Seeing Things Differently


May 2018, after the OMG Reunion, Rolling Hills OH.


Casey dodged the lawn sprinklers along the path to the central campus parking lot. The 6 a.m. shuttle had its motor running as the driver took her $20. She wheeled her suitcase to the back seat, hoping to avoid conversation after last evening’s fiasco at the OMG Reunion.


Her iPhone and the Whisperer curled in her suitcase beeped simultaneously. The message confirmed that she’d won the Whisperer decoration contest prize: five personalized versions of ‘Life Replayed’. CumuLinker’s prototype social media timeline wouldn’t let her forget her most memorable moments in her professional, romantic, community, and recreational life. Or, as the monster showed last night, CumuLinker’s idea of a best moment could be one of the worst to her. She feared her Whisperer might pile up a new line of chips on her shoulder if its replayed moments triggered unpleasant emotions or revealed secrets.


She looked up to see Patrick and Alice seating themselves near the front door. Patrick poked the driver to get moving. Alice mouthed in her direction, “Talk later”. Then she leaned her head on Patrick’s shoulder. Casey kicked the empty seat in anger as she reminded herself of missed opportunities to lecture students about “inadvertent algorithmic cruelty”. She’d use this episode for a blog post on “Tombstone, not Capstone, projects required for BS in CS degrees!”.


Leaving the reunion after only a few hours sleep forced decisions about her weekend. She was booked Monday into a hotel in DC for what she expected, and hoped, would be her last panel reviewing proposals for the National Science Foundation. Maybe this weekend could leave more time to renew a friendship with a long-time colleague still working on interesting projects. It wasn’t too early to text Sally Rhodes.

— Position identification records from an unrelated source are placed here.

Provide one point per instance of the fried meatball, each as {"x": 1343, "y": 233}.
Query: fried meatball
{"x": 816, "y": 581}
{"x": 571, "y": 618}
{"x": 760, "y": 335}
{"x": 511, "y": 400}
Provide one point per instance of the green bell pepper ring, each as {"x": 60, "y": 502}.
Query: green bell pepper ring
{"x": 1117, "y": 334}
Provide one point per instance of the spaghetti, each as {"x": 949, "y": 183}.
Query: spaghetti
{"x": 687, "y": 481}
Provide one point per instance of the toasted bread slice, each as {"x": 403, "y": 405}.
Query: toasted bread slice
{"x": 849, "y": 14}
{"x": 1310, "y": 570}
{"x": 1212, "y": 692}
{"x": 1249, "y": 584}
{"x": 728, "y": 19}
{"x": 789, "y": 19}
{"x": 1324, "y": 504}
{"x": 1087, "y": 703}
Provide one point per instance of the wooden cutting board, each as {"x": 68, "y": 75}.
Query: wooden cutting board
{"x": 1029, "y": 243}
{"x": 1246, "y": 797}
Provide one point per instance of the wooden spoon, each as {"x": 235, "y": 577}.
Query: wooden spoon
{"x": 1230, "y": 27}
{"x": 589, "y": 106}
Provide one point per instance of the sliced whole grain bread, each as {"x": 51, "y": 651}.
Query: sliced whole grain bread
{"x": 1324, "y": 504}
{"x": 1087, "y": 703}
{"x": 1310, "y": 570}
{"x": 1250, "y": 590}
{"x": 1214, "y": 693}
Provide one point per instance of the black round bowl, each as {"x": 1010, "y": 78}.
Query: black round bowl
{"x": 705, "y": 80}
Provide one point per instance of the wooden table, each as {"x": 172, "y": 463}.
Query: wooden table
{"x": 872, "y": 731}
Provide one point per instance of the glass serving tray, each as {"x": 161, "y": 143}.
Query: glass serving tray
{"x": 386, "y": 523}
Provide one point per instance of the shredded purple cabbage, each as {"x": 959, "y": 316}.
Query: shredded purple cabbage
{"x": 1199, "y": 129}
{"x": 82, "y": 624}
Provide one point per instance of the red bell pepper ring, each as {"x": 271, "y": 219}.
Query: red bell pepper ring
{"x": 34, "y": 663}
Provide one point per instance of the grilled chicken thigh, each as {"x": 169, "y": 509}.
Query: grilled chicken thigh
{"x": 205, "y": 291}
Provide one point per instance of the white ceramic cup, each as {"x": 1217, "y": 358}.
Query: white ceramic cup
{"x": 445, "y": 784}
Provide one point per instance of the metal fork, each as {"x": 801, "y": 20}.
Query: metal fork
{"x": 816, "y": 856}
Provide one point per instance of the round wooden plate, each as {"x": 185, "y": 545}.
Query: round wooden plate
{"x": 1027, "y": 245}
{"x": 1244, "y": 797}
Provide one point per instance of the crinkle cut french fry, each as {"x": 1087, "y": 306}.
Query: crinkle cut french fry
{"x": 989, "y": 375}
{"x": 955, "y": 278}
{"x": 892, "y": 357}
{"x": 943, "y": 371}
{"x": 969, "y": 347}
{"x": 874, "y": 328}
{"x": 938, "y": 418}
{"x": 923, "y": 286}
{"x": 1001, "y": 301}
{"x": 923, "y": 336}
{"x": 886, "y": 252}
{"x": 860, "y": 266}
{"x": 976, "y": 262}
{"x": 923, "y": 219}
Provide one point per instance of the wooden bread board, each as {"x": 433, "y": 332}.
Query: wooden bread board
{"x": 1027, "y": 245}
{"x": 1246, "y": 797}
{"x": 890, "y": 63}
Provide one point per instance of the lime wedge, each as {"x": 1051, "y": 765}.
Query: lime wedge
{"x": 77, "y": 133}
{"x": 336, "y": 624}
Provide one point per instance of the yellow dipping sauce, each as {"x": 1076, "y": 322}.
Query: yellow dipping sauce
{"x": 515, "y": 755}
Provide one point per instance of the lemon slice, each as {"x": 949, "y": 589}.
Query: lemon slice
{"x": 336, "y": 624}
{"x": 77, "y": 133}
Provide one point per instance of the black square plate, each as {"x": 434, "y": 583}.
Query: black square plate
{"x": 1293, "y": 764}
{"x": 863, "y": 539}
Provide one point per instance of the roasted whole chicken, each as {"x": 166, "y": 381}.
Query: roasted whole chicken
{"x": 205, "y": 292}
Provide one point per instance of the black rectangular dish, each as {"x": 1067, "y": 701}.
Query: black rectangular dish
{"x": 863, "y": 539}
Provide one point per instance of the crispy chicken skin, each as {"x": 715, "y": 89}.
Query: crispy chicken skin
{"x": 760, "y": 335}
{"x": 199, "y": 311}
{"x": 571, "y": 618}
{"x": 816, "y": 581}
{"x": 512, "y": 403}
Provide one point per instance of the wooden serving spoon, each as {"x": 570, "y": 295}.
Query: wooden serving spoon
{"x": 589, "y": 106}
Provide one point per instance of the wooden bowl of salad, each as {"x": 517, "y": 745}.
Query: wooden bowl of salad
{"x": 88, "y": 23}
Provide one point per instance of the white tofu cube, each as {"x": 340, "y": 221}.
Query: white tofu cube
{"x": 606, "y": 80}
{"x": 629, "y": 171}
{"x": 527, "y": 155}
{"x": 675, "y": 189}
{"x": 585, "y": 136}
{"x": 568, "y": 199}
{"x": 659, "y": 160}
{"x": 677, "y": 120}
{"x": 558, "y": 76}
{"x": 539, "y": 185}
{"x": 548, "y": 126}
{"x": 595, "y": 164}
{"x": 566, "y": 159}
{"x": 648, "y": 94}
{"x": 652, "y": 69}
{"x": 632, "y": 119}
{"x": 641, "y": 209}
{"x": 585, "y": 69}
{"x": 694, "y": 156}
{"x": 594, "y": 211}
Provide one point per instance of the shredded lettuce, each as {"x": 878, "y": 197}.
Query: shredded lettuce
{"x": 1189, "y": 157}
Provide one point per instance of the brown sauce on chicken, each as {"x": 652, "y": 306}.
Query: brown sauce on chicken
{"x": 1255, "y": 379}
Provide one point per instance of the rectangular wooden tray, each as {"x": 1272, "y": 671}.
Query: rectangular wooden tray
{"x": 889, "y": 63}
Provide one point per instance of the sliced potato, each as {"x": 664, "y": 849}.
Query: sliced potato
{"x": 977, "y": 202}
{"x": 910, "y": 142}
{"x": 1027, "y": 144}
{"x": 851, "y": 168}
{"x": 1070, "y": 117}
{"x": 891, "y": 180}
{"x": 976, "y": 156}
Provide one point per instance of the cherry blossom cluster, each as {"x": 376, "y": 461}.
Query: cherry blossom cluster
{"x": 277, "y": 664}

The return text stated that Casey would be welcome to stay at Sally’s condo in Arlington. Sally suggested meeting at the Ballston exit from the Metro where she’d be having coffee and catching up on her podcasts. “It will be good to see you again, kiddo, I’ve got a new project to show off!”


Transfer from the shuttle to the train went smoothly as Casey sleepily slumped into a seat in the quiet car. One pass through the tweets on her Twitter app after the usual Friday night news dump would likely bore her into a deep snooze, hopefully without drooling. She fumbled in her jacket pockets for tissues and ear buds and found a note from her reunion suite mates: “Sorry your nerdy experiment got out of control. Have a nice rest-of-life.”.


Casey cringed. Her profession, bringing into existence the Internet, then turning it over to nerds who thought a few ads wouldn’t be a problem, had screwed up society in so many ways she couldn’t count. And not done yet, as the “Great Trickster” continued to spread election snark while the economy adjusted to international competition.


She clicked on an unfamiliar Twitter hash tag #PinkPageFlu. Up came a series of messy screen shots with snarky remarks. She pulled down the window blind to better explore this pink weirdness. Stretching over a few months were reports of web sites turning into unusable, irregular, glossy, low contrast pages. Different browsers displayed variations of ugliness, especially if one dislike pink. A click on the Reader button customized readable stripped-down pages. ‘Like’s and other silly social media conventions were often slathered across the page as images.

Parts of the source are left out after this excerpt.